Tuesday, September 11, 2012

What is Race, Anyway?


            I was a bit shocked by Duana Fullwiley’s article “The Molecurization of Race: Institutionalizing Human Difference in Pharmacogenetics Practice”. I thought science had moved past the desire to find some biological basis to the social categories we call “race” and had deemed foundations such as the Pioneer Fund to be supporting nothing more than racism in the name of science. This article has proven to me that the quest continues on, just with different aims.

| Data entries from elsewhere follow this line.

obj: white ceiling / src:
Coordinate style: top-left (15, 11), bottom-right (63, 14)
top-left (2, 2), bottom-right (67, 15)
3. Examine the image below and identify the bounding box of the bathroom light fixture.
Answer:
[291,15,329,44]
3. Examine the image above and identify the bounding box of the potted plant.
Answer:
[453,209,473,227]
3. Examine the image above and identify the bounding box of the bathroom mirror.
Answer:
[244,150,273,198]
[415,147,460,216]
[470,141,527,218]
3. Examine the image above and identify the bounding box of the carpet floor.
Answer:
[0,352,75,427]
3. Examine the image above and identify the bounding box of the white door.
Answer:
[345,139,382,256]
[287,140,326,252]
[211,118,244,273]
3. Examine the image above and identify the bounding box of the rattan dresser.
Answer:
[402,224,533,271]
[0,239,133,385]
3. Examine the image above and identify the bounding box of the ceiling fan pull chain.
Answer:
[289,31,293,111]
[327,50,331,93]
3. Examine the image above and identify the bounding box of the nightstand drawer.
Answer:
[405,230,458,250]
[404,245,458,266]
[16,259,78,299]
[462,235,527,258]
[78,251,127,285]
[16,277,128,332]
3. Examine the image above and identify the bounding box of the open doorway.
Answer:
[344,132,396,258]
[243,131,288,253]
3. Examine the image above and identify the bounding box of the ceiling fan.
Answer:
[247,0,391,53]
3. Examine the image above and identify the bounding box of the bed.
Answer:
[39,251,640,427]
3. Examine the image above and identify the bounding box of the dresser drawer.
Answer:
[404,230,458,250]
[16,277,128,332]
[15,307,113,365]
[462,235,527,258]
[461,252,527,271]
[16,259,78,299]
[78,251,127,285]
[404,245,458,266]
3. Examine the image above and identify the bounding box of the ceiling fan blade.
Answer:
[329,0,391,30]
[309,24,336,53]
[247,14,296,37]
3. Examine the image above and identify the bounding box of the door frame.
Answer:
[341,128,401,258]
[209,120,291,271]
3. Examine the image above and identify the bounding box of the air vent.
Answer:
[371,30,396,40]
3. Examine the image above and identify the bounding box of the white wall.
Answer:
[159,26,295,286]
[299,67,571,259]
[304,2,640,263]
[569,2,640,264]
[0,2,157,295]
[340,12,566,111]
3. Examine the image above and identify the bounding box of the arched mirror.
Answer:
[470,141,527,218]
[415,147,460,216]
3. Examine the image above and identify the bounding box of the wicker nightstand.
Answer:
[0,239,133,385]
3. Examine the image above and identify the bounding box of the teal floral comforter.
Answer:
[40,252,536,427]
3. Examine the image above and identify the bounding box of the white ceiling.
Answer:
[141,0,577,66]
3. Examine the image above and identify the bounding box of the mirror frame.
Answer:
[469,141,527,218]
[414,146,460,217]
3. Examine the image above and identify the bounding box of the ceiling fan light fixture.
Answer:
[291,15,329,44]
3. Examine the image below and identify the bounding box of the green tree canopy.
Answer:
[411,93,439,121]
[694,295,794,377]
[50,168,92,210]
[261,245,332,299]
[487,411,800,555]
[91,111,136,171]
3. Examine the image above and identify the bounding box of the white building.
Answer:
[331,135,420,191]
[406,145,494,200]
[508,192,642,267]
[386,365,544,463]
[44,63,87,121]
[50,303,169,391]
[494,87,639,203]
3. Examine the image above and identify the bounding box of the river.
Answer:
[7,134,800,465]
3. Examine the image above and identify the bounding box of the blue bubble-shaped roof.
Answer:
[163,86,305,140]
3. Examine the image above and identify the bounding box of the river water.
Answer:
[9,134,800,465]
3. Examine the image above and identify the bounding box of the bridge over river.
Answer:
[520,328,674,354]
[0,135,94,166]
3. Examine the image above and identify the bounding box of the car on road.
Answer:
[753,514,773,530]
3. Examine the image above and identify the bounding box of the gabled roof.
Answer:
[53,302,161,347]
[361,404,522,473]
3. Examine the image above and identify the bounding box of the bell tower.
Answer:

            In my opinion, the most pertinent objection raised by Fullwiley to the work done to identify SNPs in genes that are specific to one race, was that even the researchers themselves have no clear definition of racial categories. Have racial categories ever been clearly defined by science? If they have not, why has no one stopped to consider the fact that this lack of clear definitions could be the reason for the inconsistencies in scientific research? It is almost absurd to me that the scientists hypothesized that a lack of racial purity in the samples was the cause of discrepancies despite having no standards to determine said purity.
Without a gene or set of genes specifically causing someone to belong a particular race it seems unlikely that science could ever prove anything more than a correlation between our constructed social categories of race and actual biological phenomena. People pertaining to a particular racial or ethnic category, in general, share a set of cultural values that may shape environmental factors critical in gene expression during early development. Common geographical origin and mate selection within racial groups may also shape SNP frequency at several loci. However, these frequencies will be inconsistent, especially if comparing groups that have frequently intermixed in the United States over several generations with those that have a relatively recent ancestor originating from another country.
Nevertheless, it is undeniable that there are enormous health disparities within the United States that are divided along racial lines. However, the minority groups most negatively affected by health disparities, African Americans, Latinos, and American Indians, belong to lower socioeconomic statuses as a whole. Projects aimed at finding genes specific to these races to create “custom pharmaceuticals” divert attention away from the public health and economic measures that could be more effective on a larger scale and more economically feasibly.